Another issue with super usage occurs if methods of classes within the class hierarchy use inconsistent argument sets. How can a class call its base class an __init__() code if it doesn’t have the same signature? This leads to the following problem:

class CommonBase:
    def __init__(self):
        print('CommonBase')
        super().__init__()

class Base1(CommonBase):
    def __init__(self):
        print('Base1')
        super().__init__()

class Base2(CommonBase):
    def __init__(self, arg):
        print('base2')
        super().__init__()

class MyClass(Base1 , Base2):
    def __init__(self, arg):
        print('my base')
        super().__init__(arg)

An attempt to create a MyClass instance will raise TypeError due to a mismatch of the parent classes’ __init__() signatures:

>>> MyClass(10)
my base
Traceback (most recent call last):
    File "<stdin>", line 1, in <module>
    File "<stdin>", line 4, in __init__
TypeError: __init__() takes 1 positional argument but 2 were given

One solution would be to use arguments and keyword arguments packing with *args and **kwargs magic so that all constructors pass along all the parameters, even if they do not use them:

class CommonBase:
    def __init__(self, *args, **kwargs):
        print('CommonBase')
        super().__init__()
class Base1(CommonBase):
    def __init__(self, *args, **kwargs):
        print('Base1')
        super().__init__(*args, **kwargs)

class Base2(CommonBase):
    def __init__(self, *args, **kwargs):
        print('base2')
        super().__init__(*args, **kwargs)
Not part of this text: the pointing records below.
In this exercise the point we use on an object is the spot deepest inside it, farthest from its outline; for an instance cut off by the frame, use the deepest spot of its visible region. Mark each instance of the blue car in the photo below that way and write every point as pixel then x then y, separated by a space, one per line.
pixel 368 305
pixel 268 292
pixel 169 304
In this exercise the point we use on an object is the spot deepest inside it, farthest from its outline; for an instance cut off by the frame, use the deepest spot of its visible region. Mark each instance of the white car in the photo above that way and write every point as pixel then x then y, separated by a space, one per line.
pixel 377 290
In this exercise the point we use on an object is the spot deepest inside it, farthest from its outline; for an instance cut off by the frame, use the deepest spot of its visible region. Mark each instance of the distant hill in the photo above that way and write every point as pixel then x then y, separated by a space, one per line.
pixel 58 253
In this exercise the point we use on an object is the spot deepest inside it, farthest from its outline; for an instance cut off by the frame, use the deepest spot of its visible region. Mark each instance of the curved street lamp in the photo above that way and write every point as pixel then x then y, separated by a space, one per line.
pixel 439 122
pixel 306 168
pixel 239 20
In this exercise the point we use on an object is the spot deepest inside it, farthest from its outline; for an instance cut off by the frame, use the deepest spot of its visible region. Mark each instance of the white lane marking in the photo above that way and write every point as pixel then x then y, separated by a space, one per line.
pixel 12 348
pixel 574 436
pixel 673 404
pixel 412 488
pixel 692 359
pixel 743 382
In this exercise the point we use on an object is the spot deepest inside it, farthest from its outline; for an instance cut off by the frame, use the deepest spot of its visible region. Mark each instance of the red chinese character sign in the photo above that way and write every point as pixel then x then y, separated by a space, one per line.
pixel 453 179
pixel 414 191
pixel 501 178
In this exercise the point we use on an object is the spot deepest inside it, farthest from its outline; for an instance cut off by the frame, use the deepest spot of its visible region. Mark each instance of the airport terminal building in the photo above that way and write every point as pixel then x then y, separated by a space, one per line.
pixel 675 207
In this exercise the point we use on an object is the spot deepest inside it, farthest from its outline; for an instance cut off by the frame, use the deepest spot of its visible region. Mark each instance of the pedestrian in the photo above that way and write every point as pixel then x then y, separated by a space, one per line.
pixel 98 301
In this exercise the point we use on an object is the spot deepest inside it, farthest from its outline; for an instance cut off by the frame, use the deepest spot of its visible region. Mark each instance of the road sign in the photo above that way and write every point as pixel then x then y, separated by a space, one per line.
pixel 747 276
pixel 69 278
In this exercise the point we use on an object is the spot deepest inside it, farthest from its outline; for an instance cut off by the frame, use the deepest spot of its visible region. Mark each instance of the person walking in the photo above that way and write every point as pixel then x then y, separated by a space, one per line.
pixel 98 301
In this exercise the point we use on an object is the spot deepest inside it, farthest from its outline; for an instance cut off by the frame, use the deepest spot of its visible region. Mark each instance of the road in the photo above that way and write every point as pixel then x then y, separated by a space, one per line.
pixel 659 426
class MyClass(Base1 , Base2):
    def __init__(self, arg):
        print('my base')
        super().__init__(arg)

With this approach, the parent class signatures will always match:

>>> _ = MyClass(10)
my base
Base1
base2
CommonBase

This is an awful fix though, because it makes all constructors accept any kind of parameters. It leads to weak code, since anything can be passed and gone through. Another solution is to use the explicit __init__() calls of specific classes in MyClass, but this would lead to the first pitfall.

4. Best practices

To avoid all the aforementioned problems, and until Python evolves in this field, we need to take into consideration the following points:

  • Multiple inheritance should be avoided: It can be replaced with some design patterns.

  • Super usage has to be consistent: In a class hierarchy, super should be used everywhere or nowhere. Mixing super and classic calls is a confusing practice. People tend to avoid super to render their code more explicit.

  • Explicitly inherit from an object in Python 3 if you target Python 2 too: Classes without any ancestor specified are recognized as old-style classes in Python 2. Mixing old-style classes with new-style classes should be avoided in Python 2.

  • Class hierarchy has to be looked over when a parent class method is called: To avoid any problems, every time a parent class method is called, a quick glance at the MRO involved (with __mro__ ) is necessary.